A.Mann: Not so, I had 25 to 30 people working at that time and we were a really well organized team with full support for the drivers. We had several Service cars with us and although there was little time to do repairs on the Mustangs, we never had a major problem with technical support. Sometimes we had to shift one or the other repair to the next Etappe, but that did not cause any problems. Our TDF team was a perfect one, especially in those times. Indeed we had to help the Porsche team out with our service. The Huschke von Hanstein team even did not have welding equipment on their service van. The Porsches had some suspension cracks in the final 3 days and actually we did some welding on their cars to keep them in the race.
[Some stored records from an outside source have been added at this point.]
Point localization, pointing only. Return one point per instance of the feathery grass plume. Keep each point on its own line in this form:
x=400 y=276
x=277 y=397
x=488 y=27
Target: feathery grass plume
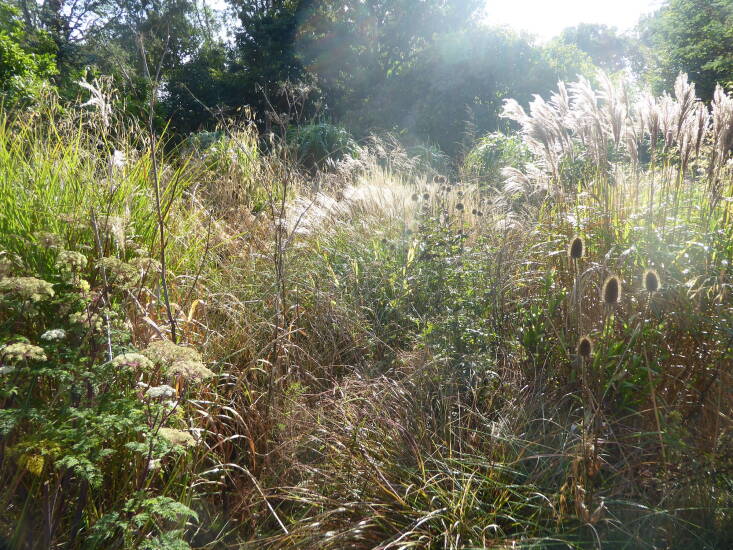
x=611 y=291
x=652 y=282
x=585 y=347
x=576 y=248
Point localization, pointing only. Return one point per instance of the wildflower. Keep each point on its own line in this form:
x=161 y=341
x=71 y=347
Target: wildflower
x=612 y=290
x=133 y=360
x=576 y=249
x=165 y=353
x=146 y=265
x=83 y=286
x=69 y=260
x=117 y=159
x=28 y=288
x=93 y=320
x=53 y=335
x=22 y=351
x=33 y=464
x=160 y=392
x=195 y=371
x=6 y=267
x=651 y=281
x=585 y=347
x=177 y=437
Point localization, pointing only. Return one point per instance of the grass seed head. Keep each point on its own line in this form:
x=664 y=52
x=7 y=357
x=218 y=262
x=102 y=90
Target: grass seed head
x=585 y=347
x=651 y=281
x=612 y=290
x=576 y=248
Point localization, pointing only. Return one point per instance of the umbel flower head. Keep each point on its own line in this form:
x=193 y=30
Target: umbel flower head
x=133 y=360
x=20 y=351
x=160 y=392
x=53 y=335
x=177 y=437
x=611 y=293
x=651 y=281
x=585 y=347
x=165 y=353
x=193 y=371
x=28 y=288
x=576 y=248
x=68 y=260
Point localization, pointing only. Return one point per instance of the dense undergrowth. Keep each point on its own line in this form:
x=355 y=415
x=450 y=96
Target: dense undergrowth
x=368 y=358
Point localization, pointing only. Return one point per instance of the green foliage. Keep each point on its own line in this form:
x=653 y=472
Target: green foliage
x=317 y=145
x=26 y=62
x=694 y=37
x=484 y=162
x=607 y=49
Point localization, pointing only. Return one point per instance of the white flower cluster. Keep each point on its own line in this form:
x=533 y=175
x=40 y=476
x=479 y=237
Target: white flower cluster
x=160 y=392
x=53 y=335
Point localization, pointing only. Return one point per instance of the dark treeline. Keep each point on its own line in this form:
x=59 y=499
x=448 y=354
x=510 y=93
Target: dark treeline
x=433 y=71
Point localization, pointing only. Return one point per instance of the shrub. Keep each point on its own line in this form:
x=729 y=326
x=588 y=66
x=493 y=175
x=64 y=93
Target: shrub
x=484 y=162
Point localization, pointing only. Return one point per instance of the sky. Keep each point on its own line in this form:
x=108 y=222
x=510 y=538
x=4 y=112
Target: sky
x=546 y=18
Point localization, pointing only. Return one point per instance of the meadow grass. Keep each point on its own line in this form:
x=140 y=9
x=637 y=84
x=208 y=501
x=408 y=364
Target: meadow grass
x=400 y=363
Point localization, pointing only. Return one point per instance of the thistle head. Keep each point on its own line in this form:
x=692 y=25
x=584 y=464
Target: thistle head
x=585 y=347
x=652 y=282
x=576 y=248
x=611 y=293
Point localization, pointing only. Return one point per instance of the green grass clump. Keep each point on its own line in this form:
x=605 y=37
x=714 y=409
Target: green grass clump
x=398 y=363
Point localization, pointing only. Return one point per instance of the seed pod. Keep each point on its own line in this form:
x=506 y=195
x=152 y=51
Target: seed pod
x=651 y=281
x=576 y=248
x=612 y=290
x=585 y=347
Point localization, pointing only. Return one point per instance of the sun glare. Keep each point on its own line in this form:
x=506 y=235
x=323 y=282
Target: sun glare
x=547 y=18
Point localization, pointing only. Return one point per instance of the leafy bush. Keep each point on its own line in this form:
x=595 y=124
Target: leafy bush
x=484 y=162
x=315 y=145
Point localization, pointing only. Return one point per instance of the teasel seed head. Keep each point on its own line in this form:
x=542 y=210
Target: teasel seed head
x=651 y=281
x=576 y=248
x=612 y=290
x=585 y=347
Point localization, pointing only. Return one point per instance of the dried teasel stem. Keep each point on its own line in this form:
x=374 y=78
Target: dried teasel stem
x=611 y=293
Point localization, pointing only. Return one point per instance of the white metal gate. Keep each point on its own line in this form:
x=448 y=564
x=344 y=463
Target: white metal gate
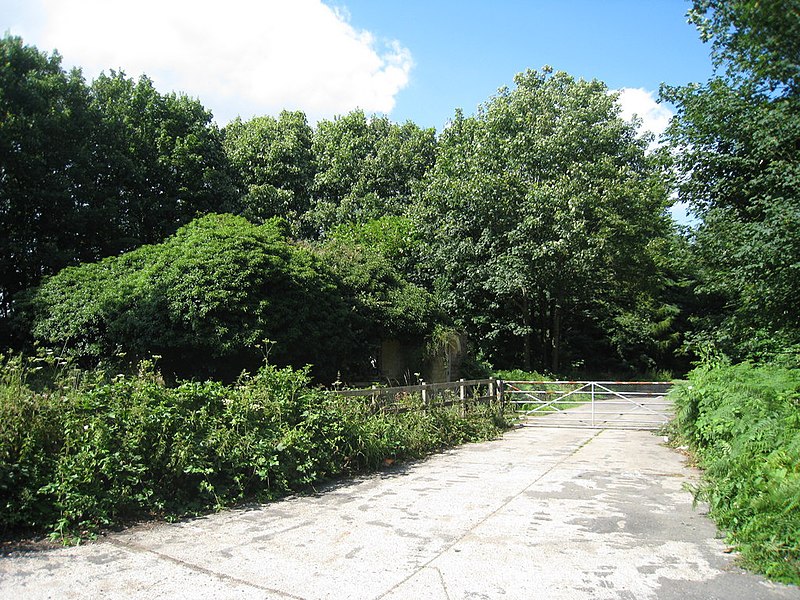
x=590 y=404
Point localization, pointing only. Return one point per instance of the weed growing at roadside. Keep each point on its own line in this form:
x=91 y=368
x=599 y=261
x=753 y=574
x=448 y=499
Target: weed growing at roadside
x=743 y=424
x=89 y=451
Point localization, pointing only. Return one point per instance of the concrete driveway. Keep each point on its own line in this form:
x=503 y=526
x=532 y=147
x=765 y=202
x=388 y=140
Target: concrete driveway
x=543 y=513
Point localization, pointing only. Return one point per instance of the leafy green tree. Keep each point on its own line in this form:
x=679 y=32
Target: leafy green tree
x=274 y=162
x=366 y=168
x=540 y=210
x=367 y=257
x=161 y=162
x=205 y=300
x=743 y=181
x=46 y=145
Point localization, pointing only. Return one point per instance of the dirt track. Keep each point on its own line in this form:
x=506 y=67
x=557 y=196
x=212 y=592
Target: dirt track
x=543 y=513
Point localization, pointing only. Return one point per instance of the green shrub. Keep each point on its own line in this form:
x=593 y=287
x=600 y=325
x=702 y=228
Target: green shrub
x=87 y=451
x=743 y=424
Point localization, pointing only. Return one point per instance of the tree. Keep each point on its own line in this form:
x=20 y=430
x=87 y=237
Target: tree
x=205 y=300
x=540 y=210
x=275 y=164
x=46 y=145
x=743 y=181
x=161 y=162
x=366 y=168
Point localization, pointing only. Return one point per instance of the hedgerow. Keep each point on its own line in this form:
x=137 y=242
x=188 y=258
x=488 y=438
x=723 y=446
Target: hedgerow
x=82 y=452
x=742 y=422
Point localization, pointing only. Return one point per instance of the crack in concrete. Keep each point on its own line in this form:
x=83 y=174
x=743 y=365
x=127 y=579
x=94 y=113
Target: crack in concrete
x=198 y=569
x=505 y=503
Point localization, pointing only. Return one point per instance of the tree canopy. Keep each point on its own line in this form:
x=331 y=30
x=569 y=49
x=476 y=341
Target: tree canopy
x=743 y=181
x=540 y=211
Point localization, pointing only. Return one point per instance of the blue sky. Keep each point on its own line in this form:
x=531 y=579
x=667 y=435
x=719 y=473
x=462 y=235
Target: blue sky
x=410 y=59
x=463 y=51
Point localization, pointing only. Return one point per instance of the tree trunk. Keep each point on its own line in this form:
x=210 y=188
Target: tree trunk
x=556 y=351
x=526 y=321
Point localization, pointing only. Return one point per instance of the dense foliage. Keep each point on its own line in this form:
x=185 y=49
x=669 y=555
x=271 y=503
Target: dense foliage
x=742 y=424
x=84 y=452
x=541 y=212
x=743 y=181
x=90 y=171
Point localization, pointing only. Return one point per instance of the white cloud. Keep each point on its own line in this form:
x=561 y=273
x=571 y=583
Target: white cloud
x=637 y=101
x=239 y=57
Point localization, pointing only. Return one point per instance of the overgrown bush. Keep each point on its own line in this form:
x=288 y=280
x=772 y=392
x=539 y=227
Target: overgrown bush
x=743 y=424
x=87 y=451
x=203 y=300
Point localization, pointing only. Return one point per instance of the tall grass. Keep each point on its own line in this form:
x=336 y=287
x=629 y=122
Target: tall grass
x=80 y=451
x=743 y=424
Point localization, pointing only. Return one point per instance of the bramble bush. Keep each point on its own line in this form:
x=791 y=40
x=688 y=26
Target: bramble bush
x=82 y=451
x=742 y=422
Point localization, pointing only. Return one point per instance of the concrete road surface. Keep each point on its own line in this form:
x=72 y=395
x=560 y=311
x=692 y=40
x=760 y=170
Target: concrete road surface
x=541 y=514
Those were the times, when everybody was even helping his competitors. As the result showed they (the Porsche) were not really competitive in such an endurance race. BTW - Two guys of my old race team are still around in my company right now.
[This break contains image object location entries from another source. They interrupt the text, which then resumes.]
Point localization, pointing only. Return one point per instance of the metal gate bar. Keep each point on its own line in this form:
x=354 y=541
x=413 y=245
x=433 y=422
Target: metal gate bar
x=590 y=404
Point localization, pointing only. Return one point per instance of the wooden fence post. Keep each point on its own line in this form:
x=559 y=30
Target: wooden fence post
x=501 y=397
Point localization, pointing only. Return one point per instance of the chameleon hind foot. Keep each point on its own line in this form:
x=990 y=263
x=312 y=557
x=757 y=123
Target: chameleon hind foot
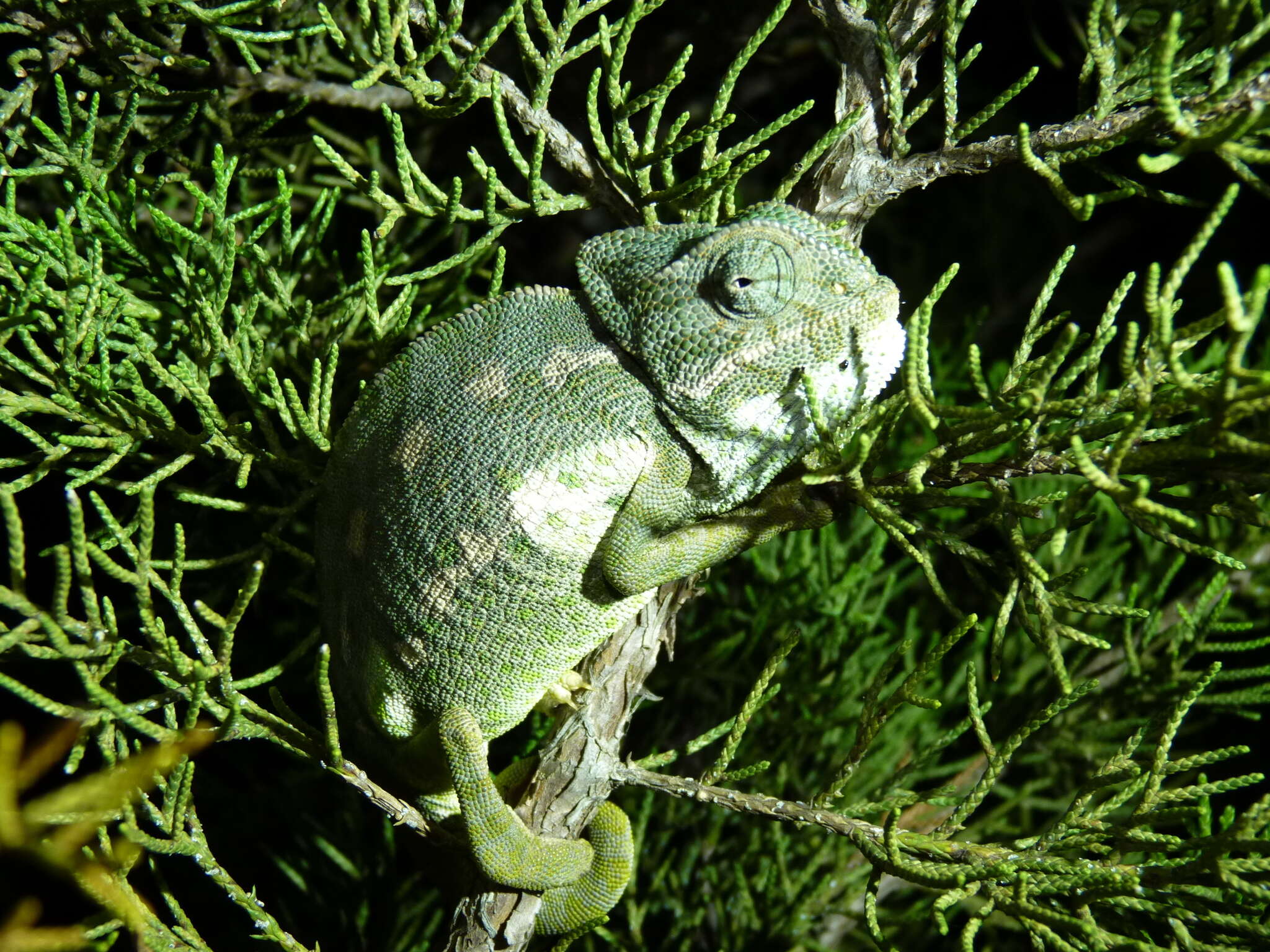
x=580 y=880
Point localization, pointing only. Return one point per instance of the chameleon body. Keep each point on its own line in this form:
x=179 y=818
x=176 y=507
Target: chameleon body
x=513 y=487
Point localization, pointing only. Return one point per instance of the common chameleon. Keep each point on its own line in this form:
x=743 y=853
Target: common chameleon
x=513 y=488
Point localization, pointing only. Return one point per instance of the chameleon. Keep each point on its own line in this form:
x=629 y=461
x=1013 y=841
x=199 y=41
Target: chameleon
x=517 y=483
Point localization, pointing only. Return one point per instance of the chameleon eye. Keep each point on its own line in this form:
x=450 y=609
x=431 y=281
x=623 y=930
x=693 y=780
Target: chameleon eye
x=753 y=278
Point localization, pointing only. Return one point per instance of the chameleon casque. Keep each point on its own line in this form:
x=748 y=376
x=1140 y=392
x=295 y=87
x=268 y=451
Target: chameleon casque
x=518 y=482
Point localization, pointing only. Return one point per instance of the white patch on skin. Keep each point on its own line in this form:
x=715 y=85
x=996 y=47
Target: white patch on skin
x=728 y=366
x=489 y=384
x=567 y=361
x=479 y=551
x=883 y=351
x=780 y=416
x=408 y=454
x=564 y=506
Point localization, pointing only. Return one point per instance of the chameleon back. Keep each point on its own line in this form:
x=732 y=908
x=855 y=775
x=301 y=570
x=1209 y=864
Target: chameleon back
x=450 y=563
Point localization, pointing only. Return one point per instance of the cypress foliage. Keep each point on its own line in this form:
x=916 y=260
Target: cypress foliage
x=1011 y=699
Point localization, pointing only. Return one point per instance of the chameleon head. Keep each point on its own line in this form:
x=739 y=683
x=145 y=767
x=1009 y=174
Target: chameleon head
x=732 y=323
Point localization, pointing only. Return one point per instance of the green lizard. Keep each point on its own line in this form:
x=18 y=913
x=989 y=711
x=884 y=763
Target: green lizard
x=516 y=484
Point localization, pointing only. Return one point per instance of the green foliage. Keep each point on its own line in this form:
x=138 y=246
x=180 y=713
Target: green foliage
x=1005 y=684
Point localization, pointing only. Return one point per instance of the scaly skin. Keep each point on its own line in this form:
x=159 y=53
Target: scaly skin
x=513 y=487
 I have read that the Service cars - the Econoline Vans were equipped with 427 big block engines? Is that true?

Ford Econolines were used by Alan Mann Racing as racing service vehicles. One of them - a green one - had a 427 (or rather a 390) built in by Holman Moody. (See remark on right)

A.Mann: Only one had a 427. It was installed by John Holmann and it came to us in green colour. The others (about 8) had standard engines. We used those over the years as our service wagons and they were very reliable and good cars. We had a lot of fun with this special 427 engined car. It was really brute. I do not remember what happened to it afterwards. I guess it was sold here in the U.K.

Ed: Rumours are around that the 427 Econoline was crashed in a speed accident later.
John Grant (mechanic of Alan Mann later told us it was definitely not a 427, but a 390. He said he should know as he worked on it and later was working also on drag cars like the 427 Mustang brought over to Santa Pod. He was absoulutely sure it was not a 427 in that Econoline, but a 390. 

  Do you remember any other incidents of the TDF 1964 and what was your experience with the Mustangs?
These pics are cut-outs of the photo set, that I bought from B. Cahier

A.Mann: Well, the Mustangs prooved to be very reliable and durable in their modified status. In fact we had only little problems with them. The incident that took Bo Ljungfeldt out of the race was an electricity failure again. The car simply did not start any more. He was later disqualified, but finished this race at Pau anyway.
Basically the first 5 days of the TDF are important for the victory of the race. I was intially driving the 4th spare car during the TDF from race to race, but we later had to take parts of it for the rallye cars. I remember that on one car the rear shock absorber plates broke and we had to dismount them from the spare car. We also used some other parts of the car for replacement.